The computer-readable storage medium may be a tangible device that may retain and store instructions used by an instruction-executing device. For example, the computer-readable storage medium may be, but is not limited to, an electrical storage device, a magnetic storage device, an optical storage device, an electromagnetic storage device, a semiconductor storage device, or any suitable combination of the above. More specific examples (a non-exhaustive list) of the computer-readable storage medium include: a portable computer disk, a hard disk, a RAM, a ROM, an erasable programmable read-only memory (EPROM or flash memory), a static random access memory (SRAM), a portable compact disc read-only memory (CD-ROM), a digital versatile disc (DVD), a memory stick, a floppy disk, a mechanical encoding device, for example, a punch card or a raised structure in a groove with instructions stored thereon, and any suitable combination of the foregoing. The computer-readable storage medium used herein is not to be interpreted as transient signals per se, such as radio waves or other freely propagating electromagnetic waves, electromagnetic waves propagating through waveguides or other transmission media (e.g., light pulses through fiber-optic cables), or electrical signals transmitted through electrical wires.


The computer-readable program instructions described herein may be downloaded from a computer-readable storage medium to various computing/processing devices, or downloaded to an external computer or external storage device via a network, such as the Internet, a local area network, a wide area network, and/or a wireless network. The network may include copper transmission cables, fiber optic transmission, wireless transmission, routers, firewalls, switches, gateway computers, and/or edge servers. A network adapter card or network interface in each computing/processing device receives computer-readable program instructions from a network and forwards the computer-readable program instructions for storage in a computer-readable storage medium in each computing/processing device.

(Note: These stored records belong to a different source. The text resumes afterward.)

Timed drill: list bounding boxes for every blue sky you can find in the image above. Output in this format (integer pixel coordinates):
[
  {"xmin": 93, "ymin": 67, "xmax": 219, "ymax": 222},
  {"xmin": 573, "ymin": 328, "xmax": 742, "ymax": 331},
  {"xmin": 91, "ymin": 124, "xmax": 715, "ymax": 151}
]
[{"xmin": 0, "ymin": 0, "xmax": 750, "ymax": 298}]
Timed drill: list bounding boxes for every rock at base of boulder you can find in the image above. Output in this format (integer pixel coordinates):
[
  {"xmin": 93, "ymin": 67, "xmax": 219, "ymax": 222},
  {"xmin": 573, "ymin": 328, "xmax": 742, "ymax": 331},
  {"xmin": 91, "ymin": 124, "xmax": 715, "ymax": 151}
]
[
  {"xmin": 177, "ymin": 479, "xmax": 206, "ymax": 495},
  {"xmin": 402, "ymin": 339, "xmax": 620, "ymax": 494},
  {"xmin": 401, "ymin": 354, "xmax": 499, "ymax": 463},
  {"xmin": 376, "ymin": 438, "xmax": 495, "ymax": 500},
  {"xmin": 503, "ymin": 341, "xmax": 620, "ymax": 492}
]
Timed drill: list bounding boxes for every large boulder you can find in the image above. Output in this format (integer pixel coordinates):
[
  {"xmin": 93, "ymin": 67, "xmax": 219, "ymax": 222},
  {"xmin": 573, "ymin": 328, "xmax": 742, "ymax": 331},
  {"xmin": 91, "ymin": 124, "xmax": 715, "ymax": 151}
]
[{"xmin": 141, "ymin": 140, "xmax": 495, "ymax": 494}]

The computer program instructions for performing the operations of the present disclosure may be assembly instructions, Instruction Set Architecture (ISA) instructions, machine instructions, machine-related instructions, microcode, firmware instructions, status setting data, or source code or object code written in any combination of one or more programming languages, including object-oriented programming languages as well as conventional procedural programming languages. The computer-readable program instructions may be executed entirely on a user computer, partly on a user computer, as a stand-alone software package, partly on a user computer and partly on a remote computer, or entirely on a remote computer or a server. In a case where a remote computer is involved, the remote computer can be connected to a user computer through any kind of networks, including a local area network (LAN) or a wide area network (WAN), or can be connected to an external computer (e.g., connected through the Internet using an Internet service provider). In some embodiments, an electronic circuit, such as a programmable logic circuit, a field programmable gate array (FPGA), or a programmable logic array (PLA), is customized by utilizing status information of the computer-readable program instructions. The electronic circuit may execute the computer-readable program instructions so as to implement various aspects of the present disclosure.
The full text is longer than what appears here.